The most important thing I want you to take away from this talk tonight is that writing scripts in Perl or Python is both essential and easy, like learning to pipette. Writing a script is not software programming. To write scripts, you do not need to take courses in computer science or computer engineering. Any biologist can write a Perl script. A Perl or Python script is not much different from writing a protocol for yourself. The way you get started is that someone gives you one that works, and you learn how to tweak it to do more of what you need. After a while, you’ll find you’re writing your own scripts from scratch. If you aren’t already competent in Perl and you’re dealing with sequence data, you really need to take a couple of hours and write your first Perl script.  
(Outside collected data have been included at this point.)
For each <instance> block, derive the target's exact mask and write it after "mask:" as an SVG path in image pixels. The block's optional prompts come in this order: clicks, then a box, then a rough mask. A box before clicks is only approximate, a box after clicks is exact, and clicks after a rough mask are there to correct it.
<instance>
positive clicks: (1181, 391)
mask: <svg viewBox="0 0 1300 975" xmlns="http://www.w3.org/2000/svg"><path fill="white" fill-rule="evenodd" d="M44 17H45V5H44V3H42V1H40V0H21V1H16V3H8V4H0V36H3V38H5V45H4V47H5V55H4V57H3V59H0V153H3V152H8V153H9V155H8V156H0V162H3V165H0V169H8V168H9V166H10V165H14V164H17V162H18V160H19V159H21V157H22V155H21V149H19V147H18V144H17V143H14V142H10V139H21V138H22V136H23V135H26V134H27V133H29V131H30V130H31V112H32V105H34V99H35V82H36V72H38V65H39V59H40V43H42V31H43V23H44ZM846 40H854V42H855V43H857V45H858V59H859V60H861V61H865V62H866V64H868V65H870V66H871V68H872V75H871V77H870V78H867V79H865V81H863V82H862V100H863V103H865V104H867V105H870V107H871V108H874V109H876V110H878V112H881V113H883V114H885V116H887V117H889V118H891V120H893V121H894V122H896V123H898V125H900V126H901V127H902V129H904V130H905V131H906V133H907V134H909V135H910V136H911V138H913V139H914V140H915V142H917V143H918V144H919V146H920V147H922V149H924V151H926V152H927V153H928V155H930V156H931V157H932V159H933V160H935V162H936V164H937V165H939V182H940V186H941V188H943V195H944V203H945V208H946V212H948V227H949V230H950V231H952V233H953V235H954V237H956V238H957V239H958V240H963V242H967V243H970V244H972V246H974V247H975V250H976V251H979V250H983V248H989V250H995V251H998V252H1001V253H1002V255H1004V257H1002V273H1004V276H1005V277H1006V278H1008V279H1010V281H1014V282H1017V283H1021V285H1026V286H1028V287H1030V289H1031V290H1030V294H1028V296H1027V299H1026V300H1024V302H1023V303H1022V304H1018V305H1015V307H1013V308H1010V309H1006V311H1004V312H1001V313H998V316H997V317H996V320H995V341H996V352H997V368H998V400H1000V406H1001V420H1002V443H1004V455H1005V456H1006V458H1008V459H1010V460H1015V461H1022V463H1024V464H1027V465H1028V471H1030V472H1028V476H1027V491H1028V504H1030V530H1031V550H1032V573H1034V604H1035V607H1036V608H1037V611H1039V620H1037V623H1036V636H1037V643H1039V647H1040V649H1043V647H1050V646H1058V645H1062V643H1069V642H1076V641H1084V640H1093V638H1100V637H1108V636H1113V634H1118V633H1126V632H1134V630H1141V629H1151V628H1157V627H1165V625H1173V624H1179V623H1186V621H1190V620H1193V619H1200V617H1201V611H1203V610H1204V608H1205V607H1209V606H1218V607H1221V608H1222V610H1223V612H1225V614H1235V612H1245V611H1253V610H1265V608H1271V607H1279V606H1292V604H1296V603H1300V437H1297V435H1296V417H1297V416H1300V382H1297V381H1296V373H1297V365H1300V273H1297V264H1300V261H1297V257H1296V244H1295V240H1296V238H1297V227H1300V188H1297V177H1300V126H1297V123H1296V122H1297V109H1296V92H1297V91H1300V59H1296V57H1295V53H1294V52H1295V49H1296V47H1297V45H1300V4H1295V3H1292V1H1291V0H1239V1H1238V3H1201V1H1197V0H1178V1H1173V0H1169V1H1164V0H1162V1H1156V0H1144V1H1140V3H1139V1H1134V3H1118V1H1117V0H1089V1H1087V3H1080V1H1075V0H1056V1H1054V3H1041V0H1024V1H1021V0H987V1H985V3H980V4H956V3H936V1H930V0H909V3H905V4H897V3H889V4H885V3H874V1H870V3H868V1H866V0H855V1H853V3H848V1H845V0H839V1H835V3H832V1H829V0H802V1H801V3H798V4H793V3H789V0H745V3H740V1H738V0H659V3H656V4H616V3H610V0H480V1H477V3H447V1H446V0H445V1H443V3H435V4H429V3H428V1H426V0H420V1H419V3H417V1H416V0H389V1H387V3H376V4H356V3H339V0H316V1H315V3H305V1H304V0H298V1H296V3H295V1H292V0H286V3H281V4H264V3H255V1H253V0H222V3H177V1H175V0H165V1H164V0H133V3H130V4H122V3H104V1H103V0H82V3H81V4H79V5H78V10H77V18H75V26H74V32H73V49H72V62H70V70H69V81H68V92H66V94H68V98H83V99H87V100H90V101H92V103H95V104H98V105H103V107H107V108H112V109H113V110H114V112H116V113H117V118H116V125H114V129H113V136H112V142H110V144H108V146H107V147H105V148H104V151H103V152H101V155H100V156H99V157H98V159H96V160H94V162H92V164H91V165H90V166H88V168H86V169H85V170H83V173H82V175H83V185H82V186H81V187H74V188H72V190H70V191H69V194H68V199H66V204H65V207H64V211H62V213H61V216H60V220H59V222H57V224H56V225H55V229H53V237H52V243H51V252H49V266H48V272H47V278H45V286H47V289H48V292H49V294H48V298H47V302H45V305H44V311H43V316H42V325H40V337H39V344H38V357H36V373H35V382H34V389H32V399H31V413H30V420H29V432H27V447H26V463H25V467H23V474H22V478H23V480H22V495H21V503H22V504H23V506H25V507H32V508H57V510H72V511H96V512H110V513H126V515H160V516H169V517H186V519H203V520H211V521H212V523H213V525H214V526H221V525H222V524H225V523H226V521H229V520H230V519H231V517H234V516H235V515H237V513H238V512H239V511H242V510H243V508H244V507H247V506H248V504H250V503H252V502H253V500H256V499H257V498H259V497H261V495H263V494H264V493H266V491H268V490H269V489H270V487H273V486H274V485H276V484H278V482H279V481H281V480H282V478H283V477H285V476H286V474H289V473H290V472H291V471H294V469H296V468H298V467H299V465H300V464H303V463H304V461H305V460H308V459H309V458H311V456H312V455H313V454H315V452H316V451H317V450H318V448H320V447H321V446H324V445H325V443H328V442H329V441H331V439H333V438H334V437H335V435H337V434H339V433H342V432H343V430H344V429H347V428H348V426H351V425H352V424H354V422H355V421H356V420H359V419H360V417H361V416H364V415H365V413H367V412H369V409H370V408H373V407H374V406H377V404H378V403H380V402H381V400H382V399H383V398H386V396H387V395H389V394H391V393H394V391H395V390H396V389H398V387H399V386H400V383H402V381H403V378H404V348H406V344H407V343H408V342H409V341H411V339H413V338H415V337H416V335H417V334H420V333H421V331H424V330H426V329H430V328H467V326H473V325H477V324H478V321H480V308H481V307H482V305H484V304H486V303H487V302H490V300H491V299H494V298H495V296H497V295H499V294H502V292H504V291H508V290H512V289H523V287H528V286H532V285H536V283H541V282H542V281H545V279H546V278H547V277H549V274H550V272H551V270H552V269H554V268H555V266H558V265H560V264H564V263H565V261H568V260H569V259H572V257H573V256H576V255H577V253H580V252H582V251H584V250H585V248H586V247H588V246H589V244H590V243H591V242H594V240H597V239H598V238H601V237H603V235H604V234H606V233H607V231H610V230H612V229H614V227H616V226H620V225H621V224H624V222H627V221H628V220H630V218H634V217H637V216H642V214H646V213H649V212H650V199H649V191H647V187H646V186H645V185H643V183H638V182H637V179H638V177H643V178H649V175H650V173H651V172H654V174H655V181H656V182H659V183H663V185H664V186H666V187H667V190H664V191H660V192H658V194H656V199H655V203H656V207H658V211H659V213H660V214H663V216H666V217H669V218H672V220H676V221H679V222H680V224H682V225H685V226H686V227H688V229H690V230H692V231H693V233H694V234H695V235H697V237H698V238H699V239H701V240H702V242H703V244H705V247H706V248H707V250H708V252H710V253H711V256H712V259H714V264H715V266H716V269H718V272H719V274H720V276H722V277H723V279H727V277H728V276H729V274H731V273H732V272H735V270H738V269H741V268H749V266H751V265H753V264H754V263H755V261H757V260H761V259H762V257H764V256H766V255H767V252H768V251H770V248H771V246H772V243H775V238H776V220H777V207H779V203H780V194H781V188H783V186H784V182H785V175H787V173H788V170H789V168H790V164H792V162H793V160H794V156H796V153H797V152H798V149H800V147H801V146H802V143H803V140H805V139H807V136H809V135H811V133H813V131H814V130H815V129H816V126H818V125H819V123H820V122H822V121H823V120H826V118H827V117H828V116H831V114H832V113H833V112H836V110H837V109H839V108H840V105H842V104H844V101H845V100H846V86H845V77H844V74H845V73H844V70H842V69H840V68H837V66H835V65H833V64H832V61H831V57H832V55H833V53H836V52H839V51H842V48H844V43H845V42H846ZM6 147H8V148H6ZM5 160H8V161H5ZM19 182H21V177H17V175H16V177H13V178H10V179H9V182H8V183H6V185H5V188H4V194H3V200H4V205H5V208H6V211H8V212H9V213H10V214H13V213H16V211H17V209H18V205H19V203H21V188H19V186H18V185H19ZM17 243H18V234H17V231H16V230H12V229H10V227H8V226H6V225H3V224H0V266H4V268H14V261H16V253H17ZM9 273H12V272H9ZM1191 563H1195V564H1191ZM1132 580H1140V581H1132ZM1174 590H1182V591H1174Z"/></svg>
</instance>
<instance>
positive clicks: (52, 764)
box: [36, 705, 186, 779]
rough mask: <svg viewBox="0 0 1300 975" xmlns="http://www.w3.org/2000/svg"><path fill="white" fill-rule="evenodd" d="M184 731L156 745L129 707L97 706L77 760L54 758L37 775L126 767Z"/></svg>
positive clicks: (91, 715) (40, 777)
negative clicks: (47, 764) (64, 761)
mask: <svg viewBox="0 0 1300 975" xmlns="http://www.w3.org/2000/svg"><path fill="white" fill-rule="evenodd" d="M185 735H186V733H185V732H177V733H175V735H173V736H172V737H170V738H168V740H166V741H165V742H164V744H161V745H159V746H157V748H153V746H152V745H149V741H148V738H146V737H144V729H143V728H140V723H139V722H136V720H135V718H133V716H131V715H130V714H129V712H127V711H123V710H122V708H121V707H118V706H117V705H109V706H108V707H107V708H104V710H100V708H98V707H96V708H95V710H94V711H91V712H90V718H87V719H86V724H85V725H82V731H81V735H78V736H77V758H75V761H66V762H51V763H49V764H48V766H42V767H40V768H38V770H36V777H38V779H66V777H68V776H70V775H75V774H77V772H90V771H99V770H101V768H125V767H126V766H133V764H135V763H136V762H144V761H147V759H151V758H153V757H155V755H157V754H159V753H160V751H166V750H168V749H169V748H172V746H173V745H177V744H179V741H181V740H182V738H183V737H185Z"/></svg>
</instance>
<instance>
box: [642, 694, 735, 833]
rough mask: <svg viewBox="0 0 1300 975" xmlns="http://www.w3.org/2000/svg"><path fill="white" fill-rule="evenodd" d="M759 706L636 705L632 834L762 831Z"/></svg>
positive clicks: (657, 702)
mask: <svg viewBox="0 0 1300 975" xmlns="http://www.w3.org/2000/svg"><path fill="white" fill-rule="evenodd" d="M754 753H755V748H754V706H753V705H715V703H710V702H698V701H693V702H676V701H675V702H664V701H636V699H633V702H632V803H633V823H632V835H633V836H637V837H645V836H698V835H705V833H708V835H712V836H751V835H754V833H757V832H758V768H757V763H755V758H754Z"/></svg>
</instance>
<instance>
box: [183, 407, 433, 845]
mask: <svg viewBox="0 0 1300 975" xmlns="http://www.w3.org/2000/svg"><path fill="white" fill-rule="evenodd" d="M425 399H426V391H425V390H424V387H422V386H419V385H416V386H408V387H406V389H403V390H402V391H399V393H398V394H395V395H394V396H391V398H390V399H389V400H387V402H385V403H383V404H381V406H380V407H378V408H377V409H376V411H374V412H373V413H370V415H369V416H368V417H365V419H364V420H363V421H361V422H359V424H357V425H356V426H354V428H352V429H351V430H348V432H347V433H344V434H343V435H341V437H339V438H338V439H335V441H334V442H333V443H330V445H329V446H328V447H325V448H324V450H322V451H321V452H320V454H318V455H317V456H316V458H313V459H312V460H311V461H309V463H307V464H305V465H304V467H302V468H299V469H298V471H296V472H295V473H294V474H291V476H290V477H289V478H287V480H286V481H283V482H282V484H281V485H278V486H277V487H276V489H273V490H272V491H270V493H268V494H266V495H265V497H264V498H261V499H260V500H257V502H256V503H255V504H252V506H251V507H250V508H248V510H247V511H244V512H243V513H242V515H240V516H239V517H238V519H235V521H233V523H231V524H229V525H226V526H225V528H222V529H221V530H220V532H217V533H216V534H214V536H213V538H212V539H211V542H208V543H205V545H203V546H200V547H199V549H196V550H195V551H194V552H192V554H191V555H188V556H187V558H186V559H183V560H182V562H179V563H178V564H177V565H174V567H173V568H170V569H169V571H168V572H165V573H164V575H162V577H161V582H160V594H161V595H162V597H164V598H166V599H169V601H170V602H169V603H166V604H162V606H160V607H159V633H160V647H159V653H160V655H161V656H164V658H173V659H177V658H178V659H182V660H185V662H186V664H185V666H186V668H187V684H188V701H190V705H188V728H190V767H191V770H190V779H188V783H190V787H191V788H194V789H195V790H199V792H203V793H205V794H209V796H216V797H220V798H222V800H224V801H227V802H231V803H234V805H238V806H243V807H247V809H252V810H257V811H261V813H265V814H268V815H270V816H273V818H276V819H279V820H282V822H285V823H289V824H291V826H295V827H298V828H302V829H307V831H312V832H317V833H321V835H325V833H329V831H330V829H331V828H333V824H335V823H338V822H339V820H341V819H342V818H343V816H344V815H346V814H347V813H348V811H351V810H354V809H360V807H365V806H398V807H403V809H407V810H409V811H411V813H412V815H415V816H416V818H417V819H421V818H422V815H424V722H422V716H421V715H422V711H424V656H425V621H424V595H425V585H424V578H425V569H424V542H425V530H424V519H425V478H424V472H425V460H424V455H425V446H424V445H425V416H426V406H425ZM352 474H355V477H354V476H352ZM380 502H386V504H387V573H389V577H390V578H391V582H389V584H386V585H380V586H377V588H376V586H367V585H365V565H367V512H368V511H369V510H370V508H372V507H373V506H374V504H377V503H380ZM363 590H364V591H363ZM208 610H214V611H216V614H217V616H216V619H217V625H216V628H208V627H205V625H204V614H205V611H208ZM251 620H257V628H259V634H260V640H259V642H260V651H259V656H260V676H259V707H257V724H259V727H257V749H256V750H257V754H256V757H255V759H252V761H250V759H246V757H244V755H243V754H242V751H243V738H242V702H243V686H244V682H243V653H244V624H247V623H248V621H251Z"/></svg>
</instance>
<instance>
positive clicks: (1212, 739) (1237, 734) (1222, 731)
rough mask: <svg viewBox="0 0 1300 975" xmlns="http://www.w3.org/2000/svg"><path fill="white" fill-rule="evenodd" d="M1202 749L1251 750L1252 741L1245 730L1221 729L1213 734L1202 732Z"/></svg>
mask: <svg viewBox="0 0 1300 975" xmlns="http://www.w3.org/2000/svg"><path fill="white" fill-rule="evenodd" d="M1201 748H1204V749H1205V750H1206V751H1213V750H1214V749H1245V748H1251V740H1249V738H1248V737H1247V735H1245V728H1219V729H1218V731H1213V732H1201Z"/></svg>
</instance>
The thing is, large-scale biological data are almost as complicated as the organism itself. Asking a question of a large, complex dataset is just like doing an experiment.  You can’t see the whole dataset at once; you have to ask an insightful question of it, and get back one narrow view at a time.  Asking insightful questions of data takes just as much time, and just as much intuition as asking insightful questions of the living system.  You need to think about what you’re asking, and you need to think about what you’re going to do for positive and negative controls. Your script is the experimental protocol. The amount of thought you will find yourself putting into many different experiments and controls vastly outweighs the time it will take you to learn to write Perl.

And they are both right. The transformation of biology in the last thirty years or so into a data (especially sequencing data) and information intensive discipline means that it's no longer optional to be able to use the tools of information technology, math and computing to biological problems. You either use the tools yourself or you collaborate with someone who knows how to use them. Collaboration has of course also become much easier in the last thirty years, but it's easiest to do it yourself if your goal is simply to write some small but useful scripts for manipulating data. R and Python/Perl are both usually necessary but also sufficient for such purposes. Both Eddy and Brown also raise important questions about including such tools in the traditional education of undergraduate and graduate students in biology, something that's not a standard practice yet.

What I find interesting and rather ironic is that for most of its existence biology was a highly descriptive and experimental science, the opposite of math, which seemed to have nothing to do with mathematical analysis. This changed partially with the advent of genetic analysis in the early twentieth century, but it did not really hit the molecular basis of biology until the growth of sequencing tools.

Another irony is that chemistry is usually considered to be more data intensive and mathematical than biology, especially in the form of subfields like physical chemistry. And yet today we don't really find the average organic or inorganic chemist facing a need to learn and apply scripting or statistical analysis, although computational chemists have of course long since recognized the value of cheminformatics and data analysis. Compared to this the average biologist has become much more dependent on such tools.

However I think that this scenario in chemistry is changing. Organic synthesis may not be information intensive right now but automated organic synthesis - which I personally think is going to be revolutionary at some point in the future - will undoubtedly lead to large amounts of data which will have to be analyzed and statistically made sense of. One specific area of chemistry where I think this will almost certainly happen is in the application of 'accelerated serendipity' which involves the screening of catalysts and the correlation of molecular properties with catalytic activity. Some chemists are also looking at network theory to calculate optimal synthetic paths. At some point to use these tools effectively, the average chemist will have to borrow tools from the computational chemist, and perhaps chemistry will have become as data-intensive as biology. It's never too early to pick up that Python book or look at that R course.